I had nothing to lose, which is worth a thought. If you have nothing to lose you become a wild card.

Expat mum said...

I almost unfriended someone on FB because of the political statements he was posting. I just didn't want to be friends with someone who had those views; I didn't go ahead with it however because on reflection, it looked childish. I din't see him in real life any more, so what does it really matter?
While I criticise Thatcher for being so divisive when her job should have been to lead one nation, I do wonder sometimes if part of the bitterness against her was because of her gender. I am firmly of the belief that a lot of people in the US who literally hate Obama, do so because they're closet (or not so closet) racists, so perhaps some of Maggie's critics are misogynists.

Beadzoid said...

I think I may have lost a few followers too. Probably came quite close to being unfriended on facebook as well after not commenting but sharing a few Guardian and Independent articles. I did wait a respectful 24 hours though :) and I certainly didn't grave dance on Twitter. I feel the same as you there in a way. I can't delight in someone's death.

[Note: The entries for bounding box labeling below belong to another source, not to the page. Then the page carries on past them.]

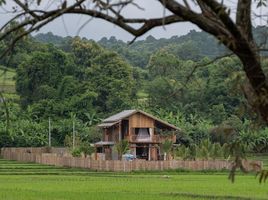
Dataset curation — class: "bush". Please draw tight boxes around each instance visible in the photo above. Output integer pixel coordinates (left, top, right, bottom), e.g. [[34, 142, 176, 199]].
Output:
[[71, 148, 82, 157], [80, 142, 94, 157]]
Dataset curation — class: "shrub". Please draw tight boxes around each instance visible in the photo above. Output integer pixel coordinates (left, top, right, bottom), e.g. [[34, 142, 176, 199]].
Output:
[[71, 148, 82, 157]]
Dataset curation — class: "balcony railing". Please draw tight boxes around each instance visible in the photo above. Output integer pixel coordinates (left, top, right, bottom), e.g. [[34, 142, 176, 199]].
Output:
[[126, 135, 176, 143]]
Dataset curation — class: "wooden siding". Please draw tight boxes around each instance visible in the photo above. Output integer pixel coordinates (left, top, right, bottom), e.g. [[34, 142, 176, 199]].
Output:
[[129, 113, 154, 128]]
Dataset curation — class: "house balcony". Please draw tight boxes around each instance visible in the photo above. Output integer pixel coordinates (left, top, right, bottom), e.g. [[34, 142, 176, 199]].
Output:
[[125, 135, 176, 143]]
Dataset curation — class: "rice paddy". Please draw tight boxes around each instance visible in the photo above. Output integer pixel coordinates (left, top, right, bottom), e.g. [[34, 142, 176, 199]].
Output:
[[0, 160, 268, 200]]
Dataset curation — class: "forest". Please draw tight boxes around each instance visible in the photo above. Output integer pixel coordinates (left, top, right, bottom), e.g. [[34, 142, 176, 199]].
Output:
[[0, 27, 268, 153]]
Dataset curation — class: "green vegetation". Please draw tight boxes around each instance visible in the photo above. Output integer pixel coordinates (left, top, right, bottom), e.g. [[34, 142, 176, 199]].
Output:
[[0, 160, 268, 200], [0, 27, 268, 164], [0, 66, 16, 93]]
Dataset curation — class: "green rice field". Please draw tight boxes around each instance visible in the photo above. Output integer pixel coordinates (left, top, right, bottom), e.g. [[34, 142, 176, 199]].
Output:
[[0, 160, 268, 200]]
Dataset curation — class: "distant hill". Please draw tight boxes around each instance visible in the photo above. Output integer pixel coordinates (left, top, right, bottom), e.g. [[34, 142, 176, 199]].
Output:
[[35, 27, 268, 68]]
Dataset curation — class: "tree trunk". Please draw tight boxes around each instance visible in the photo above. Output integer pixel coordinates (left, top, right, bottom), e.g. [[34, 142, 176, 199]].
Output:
[[234, 43, 268, 123]]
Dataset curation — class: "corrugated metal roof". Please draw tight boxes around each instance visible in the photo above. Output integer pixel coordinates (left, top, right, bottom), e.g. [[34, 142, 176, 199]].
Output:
[[98, 121, 119, 128], [99, 110, 180, 130], [95, 141, 114, 146], [102, 110, 137, 122]]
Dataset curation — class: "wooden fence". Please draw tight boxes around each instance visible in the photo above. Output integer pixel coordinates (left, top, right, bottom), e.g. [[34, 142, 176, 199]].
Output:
[[1, 148, 262, 172]]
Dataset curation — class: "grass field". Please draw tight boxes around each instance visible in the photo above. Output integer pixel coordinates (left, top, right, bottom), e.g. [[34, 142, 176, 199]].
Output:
[[0, 160, 268, 200]]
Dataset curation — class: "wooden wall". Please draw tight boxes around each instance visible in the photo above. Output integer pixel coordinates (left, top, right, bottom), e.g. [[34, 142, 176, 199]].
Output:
[[129, 113, 154, 128]]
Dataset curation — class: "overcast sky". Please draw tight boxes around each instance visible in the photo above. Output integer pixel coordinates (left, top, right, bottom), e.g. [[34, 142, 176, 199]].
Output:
[[0, 0, 266, 41]]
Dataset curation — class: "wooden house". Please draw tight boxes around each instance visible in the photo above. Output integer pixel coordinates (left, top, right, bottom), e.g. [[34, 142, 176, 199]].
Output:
[[95, 110, 179, 160]]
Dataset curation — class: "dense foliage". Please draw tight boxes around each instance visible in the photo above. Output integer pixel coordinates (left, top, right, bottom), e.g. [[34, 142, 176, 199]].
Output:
[[0, 27, 268, 153]]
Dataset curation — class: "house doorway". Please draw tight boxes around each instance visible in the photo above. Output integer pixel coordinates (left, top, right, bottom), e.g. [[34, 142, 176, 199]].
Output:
[[136, 144, 149, 160]]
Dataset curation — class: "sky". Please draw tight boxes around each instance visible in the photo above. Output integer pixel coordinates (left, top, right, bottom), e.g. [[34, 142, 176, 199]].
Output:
[[0, 0, 266, 41]]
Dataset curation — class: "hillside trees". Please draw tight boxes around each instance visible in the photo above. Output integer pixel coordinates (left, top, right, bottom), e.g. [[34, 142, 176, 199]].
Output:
[[0, 0, 268, 122]]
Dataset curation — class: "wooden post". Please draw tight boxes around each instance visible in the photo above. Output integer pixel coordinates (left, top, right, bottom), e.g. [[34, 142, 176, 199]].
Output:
[[48, 117, 51, 147], [73, 121, 75, 149], [118, 121, 122, 141]]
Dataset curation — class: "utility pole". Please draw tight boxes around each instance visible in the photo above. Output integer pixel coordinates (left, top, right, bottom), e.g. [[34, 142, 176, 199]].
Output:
[[73, 120, 75, 149], [48, 117, 51, 147]]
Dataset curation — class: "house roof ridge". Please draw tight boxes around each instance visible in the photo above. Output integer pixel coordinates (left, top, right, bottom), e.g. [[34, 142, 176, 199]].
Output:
[[101, 109, 181, 130]]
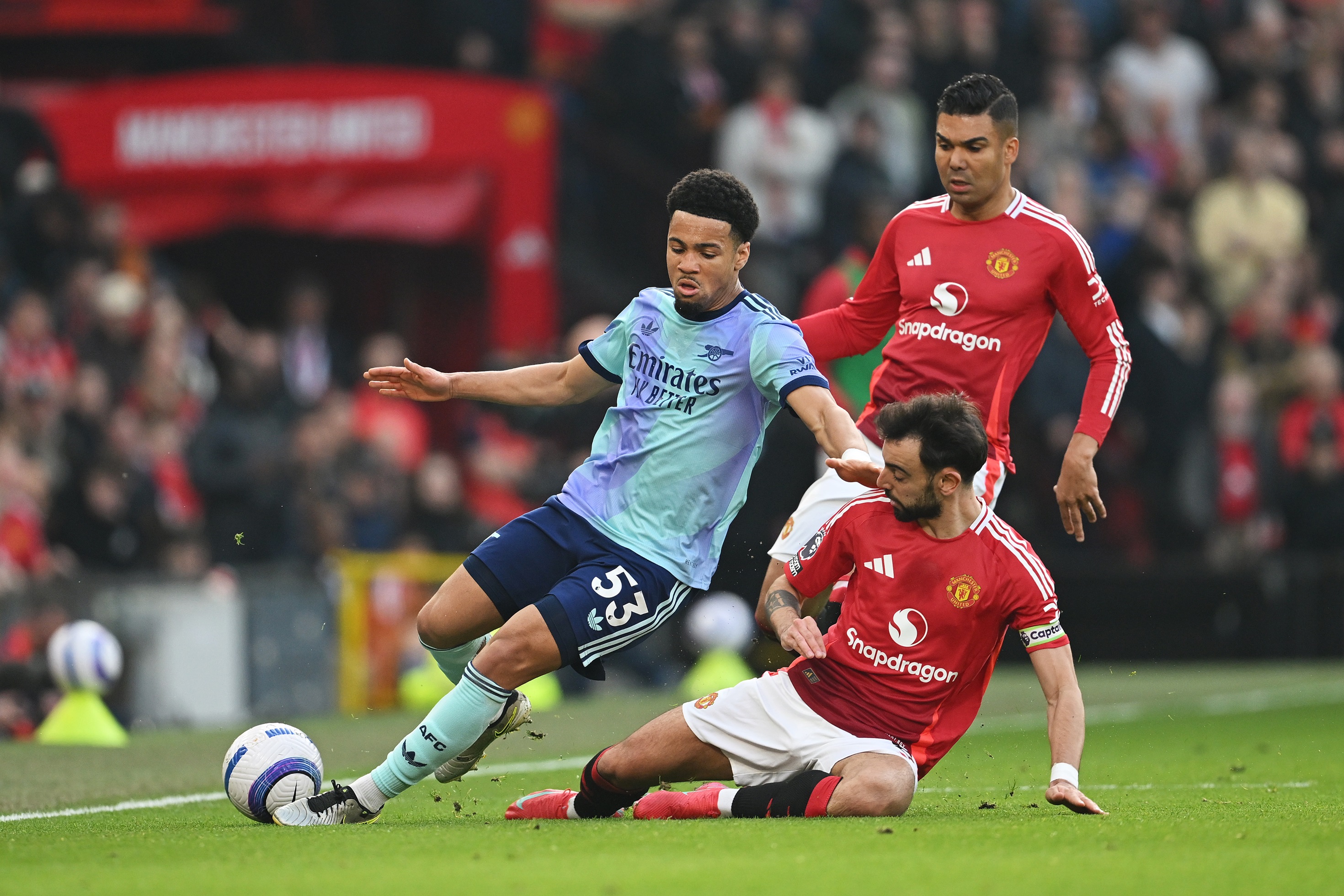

BUT... and this is a big but... I can understand how some of those so directly affected by her politics would find some form of release by expressing positive sentiments upon her death (I wrote so in my blog). And respectfully, I don't think it's anything to do with her gender, her policies were at the time extreme and people did lose their livelihoods. Lots of people. Some were even driven to suicide.

And the militirisation of the police: the strike brutality, the waving of money in the miners faces, the cover up of Hillsborough preventing justice for 23 years. I can totally see why so many people will have very little sympathy and I agreed with the Guardian article that said we absolutely should be discussing her political legacy instead of keeping a respectful silence. Rewriting of history after all is a dangerous thing.

But yeah, I'm not cheering at the burial of an old lady today. I simply won't be watching. Others are free to do as they wish.

sarahhillwheeler said...

It's true how emotive the whole Thatcher debate has become. I'm not a Thatcher supporter, but some of the bile spinning around has shocked me.

I know what you mean about not rejoicing in another person's death. I felt quite sickened at the way Gadaffi was killed, not because I supported him, but because there's something slightly sickening about the viseral hatred and cruelty unleashed. An eye for an eye and the whole world's blind.

As for unfriending people, I agree it seems a bit petty. What happened to agreeing to disagree? (Perhaps a bit threatening?)

Angela Bell said...

I agree mostly with you but I can see why people unfriend people . There s=are some views that are to hard to take,for instance Thatcher was friends with Pinochet, apart from her other rantings this tops the lot! all the best Angela

Elizabeth Musgrave said...

This is hard. I didn't watch any of the funeral or read much of the coverage. I wanted to disassociate myself. Yet I did not want to celebrate. To me, celebrating someone's death is a deeply uncomfortable thing. How do I feel about the death of Hitler, or Stalin? The perspective of history makes it easy to say that the world is a better place without them. I don't admire Thatcher and I thought her policies brought much suffering but I cannot celebrate her death, whether or not she equates with Hitler and Stalin, which I doubt.

skybluepinkish said...

I was blocked for the same reason. At first I was angry and then I thought no I don't feel comfortable with somebody I who celebrates a death. And I helped in soup kitchens in Sheffield during the strike so I did know a little about the impact, but that didn't matter to the person who was happy to use clever little one liners to get a lot of retweets at the expense of a sad old lady and her grieving family.